Solution Approach 2:
The system changes multiple formulation parameters simultaneously including ingredient specifications, proportions, and substitutions. By optimizing across these parameters using linear programming and the simplex method, the system identifies cost-effective formulations that maintain quality requirements, transforming the static formulation process into an optimized dynamic system.
2Loss of energy
If ingredient substitutions are made to reduce costs, then manufacturing costs decrease, but product quality may deteriorate
Solution Approach 1:
The system incorporates feedback loops where formulation recommendations are continuously evaluated against quality requirements and inventory conditions. The optimization process uses quality constraints as feedback to ensure substitutions maintain acceptable product standards, and the system can iterate to improve formulations while preserving quality through controlled experimentation and validation.
3Loss of energy
If multiple ingredients are optimized simultaneously, then cost effectiveness improves, but computational complexity increases
Solution Approach 1:
The complex multi-ingredient optimization problem is segmented into manageable components. The system divides the formulation optimization into discrete ingredient decisions, evaluates substitutions individually or in small groups, and combines results through systematic optimization.
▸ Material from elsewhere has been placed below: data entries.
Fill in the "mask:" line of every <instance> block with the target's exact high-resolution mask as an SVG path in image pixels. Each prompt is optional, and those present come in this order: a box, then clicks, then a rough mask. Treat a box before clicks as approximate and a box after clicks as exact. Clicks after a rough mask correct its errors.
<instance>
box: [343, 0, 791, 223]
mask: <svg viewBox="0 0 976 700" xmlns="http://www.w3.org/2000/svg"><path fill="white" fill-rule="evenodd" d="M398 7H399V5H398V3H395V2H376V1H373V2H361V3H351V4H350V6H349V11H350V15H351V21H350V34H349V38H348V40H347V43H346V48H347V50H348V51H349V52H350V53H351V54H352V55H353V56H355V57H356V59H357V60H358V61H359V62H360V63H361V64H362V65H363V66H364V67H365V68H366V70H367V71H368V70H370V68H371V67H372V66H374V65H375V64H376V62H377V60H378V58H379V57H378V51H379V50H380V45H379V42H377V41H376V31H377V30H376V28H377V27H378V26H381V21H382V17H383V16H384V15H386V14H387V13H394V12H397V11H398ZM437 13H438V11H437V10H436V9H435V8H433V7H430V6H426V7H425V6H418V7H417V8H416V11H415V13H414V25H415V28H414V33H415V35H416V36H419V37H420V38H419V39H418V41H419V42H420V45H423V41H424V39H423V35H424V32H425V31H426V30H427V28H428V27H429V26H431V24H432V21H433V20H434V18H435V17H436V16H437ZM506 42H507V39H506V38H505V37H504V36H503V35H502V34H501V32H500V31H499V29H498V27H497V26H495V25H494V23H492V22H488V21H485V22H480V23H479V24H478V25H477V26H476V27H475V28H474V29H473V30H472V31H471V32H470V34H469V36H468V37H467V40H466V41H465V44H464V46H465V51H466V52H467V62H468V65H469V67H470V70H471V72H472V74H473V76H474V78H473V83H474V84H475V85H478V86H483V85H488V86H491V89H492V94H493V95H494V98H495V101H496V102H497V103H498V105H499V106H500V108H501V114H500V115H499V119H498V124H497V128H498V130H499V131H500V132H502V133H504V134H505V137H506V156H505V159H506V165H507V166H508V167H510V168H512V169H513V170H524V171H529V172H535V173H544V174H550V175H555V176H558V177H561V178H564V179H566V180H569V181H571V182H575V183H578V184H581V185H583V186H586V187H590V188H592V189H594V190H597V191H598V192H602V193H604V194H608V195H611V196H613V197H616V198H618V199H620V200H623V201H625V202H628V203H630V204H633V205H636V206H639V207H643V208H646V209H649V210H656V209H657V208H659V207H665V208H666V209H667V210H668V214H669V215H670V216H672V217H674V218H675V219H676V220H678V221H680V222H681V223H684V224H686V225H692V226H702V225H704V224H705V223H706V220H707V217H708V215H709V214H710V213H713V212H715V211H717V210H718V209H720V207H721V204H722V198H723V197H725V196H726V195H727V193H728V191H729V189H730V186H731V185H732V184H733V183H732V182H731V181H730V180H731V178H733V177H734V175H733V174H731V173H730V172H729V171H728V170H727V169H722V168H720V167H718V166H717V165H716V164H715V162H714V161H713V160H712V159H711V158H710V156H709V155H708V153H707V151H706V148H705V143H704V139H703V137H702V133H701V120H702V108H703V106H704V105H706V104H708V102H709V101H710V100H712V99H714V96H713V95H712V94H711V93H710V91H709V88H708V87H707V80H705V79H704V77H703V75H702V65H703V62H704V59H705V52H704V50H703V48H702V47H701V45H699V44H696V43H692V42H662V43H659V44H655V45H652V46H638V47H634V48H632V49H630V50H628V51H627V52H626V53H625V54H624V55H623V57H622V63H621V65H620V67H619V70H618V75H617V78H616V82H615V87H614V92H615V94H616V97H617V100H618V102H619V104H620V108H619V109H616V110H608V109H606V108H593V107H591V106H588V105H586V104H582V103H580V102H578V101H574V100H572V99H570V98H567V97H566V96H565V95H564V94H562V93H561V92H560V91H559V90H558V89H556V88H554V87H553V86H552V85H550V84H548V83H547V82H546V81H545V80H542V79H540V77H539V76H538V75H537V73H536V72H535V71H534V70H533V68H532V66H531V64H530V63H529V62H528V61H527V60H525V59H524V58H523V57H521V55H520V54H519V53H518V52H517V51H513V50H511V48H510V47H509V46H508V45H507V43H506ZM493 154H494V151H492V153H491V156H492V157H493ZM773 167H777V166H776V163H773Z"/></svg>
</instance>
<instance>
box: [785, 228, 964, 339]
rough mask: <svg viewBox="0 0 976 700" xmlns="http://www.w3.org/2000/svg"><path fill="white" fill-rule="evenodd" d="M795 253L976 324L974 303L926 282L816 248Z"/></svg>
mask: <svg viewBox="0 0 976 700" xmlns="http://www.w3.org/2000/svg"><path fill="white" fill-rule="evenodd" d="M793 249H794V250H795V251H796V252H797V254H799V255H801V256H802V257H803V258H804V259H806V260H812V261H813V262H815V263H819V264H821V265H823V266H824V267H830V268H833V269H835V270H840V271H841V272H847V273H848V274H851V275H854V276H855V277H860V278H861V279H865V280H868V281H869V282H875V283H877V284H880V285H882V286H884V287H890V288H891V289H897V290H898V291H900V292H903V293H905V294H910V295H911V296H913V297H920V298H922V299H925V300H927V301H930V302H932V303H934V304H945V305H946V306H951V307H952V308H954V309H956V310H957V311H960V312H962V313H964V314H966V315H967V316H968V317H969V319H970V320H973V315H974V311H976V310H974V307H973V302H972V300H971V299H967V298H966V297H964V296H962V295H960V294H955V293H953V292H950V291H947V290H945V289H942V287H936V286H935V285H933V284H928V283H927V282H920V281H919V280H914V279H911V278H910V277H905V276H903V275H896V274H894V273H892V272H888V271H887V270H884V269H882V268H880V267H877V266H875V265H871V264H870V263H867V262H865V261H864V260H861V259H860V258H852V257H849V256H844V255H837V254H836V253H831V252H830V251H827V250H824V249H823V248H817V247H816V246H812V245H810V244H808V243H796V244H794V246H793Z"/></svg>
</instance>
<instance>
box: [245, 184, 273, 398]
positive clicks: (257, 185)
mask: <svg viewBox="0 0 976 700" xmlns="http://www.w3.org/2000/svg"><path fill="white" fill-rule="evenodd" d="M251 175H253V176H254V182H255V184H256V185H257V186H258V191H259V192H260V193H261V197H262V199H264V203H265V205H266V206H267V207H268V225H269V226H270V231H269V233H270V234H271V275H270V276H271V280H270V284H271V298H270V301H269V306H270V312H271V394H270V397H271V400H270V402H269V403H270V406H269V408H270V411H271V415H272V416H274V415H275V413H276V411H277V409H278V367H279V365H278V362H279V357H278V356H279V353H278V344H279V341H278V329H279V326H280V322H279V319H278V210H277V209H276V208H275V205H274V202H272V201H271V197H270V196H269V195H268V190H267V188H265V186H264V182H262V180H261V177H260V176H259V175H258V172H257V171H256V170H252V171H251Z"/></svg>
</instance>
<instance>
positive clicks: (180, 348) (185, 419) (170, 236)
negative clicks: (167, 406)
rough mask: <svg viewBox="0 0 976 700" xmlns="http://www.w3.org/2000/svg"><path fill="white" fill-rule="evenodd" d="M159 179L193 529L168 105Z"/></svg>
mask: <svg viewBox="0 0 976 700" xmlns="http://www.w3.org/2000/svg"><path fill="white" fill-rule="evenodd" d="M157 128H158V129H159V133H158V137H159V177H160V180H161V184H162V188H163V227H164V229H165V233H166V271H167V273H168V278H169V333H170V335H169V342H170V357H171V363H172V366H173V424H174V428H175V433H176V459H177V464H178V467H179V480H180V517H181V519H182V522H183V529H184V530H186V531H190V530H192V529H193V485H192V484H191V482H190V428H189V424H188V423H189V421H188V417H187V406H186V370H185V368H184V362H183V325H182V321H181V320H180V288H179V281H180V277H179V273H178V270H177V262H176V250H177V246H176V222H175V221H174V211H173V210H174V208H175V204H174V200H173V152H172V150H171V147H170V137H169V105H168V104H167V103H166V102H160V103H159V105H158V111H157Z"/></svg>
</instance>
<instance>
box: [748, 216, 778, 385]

This segmentation makes the computational problem tractable while still achieving comprehensive cost optimization across all ingredients.
Data Source
AI summary
A system for manufacturing a product receives a formulation specification that includes a plurality of ingredients for the product. The system further receives cost information for the ingredients and inventory information. The system then generates a least cost formulation for the product based on the formulation specification, cost information and inventory information.